In both experiments, the participants’ left-hand task was to pull or push the joystick until the end of the full motion range of the joystick (4.5 cm forward or backward) as fast and accurately as possible according to the spatial arrangement of the double line stimuli (see Fig. 1). Half of the participants responded according to the relative spatial location of the thin line (e.g., move the hand forwards if the thin line is above the thick line and backward if it is below the thick line) while half of the participants responded according to the relative location of the thick line. The joystick was always returned to the central starting position after the response. The joystick was attached steadily onto the table and located between the participant and the monitor, 30 cm away from the monitor. It was positioned horizontally 10 cm to the left of the center of the monitor.

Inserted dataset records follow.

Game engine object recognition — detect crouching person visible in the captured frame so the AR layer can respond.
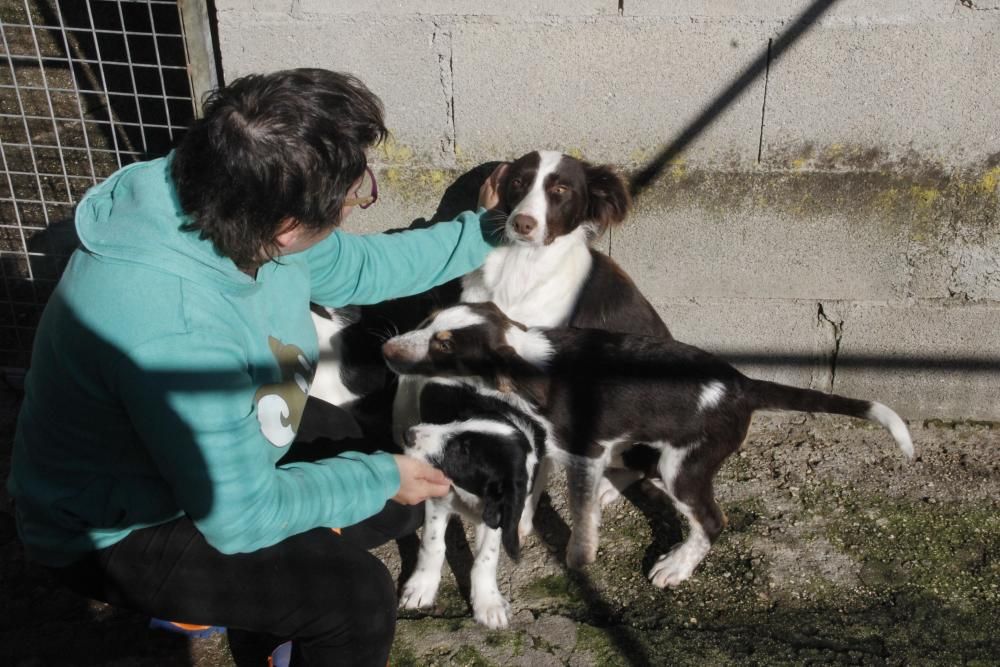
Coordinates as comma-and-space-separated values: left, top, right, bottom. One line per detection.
8, 69, 497, 667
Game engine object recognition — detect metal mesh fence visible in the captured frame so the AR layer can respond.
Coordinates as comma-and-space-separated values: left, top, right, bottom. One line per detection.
0, 0, 209, 368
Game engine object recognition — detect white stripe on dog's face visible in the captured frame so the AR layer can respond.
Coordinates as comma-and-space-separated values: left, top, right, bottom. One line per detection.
386, 306, 486, 363
507, 151, 562, 245
403, 419, 517, 462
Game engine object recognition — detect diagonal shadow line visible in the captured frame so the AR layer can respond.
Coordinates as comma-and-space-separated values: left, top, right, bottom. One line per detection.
629, 0, 838, 198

In Experiment 1, the right hand responses were performed with the scissors (see Fig. 1) by opening or closing them at the same time with the left hand response. The scissors were equipped with two microswitches from which one registered the opening of the scissors and the other registered the closing of them. The scissors were opened and closed by the handles using index and middle finger in the one handle and the thumb in the other handle. The grip opening versus closure was performed according to the color of the double line stimulus (e.g., blue for the opening and green for the closing). The microswitches of the scissors were marked with color tapes that corresponded to the required color-movement mapping arrangements. After the opening/closure response was executed, the participants were required to return the scissors back to the half open position. Two scissor blades were attached by a screw (see Fig. 1), and twisting this screw enabled manipulating stiffness of the closing movement. When the screw was loose, there was no tactually observable resistance in the closing movement. The extent that the screw was tightened defined the extent of the resistance of the closing movement as well as at which point of the closing movement, from fully open to fully close, the resistance began. Stiffness of the scissors was adjusted so that they provided tactually observable resistance at the point from which there was approximately equal motion range (2 cm) toward the maximal open and the maximal close position of the scissors.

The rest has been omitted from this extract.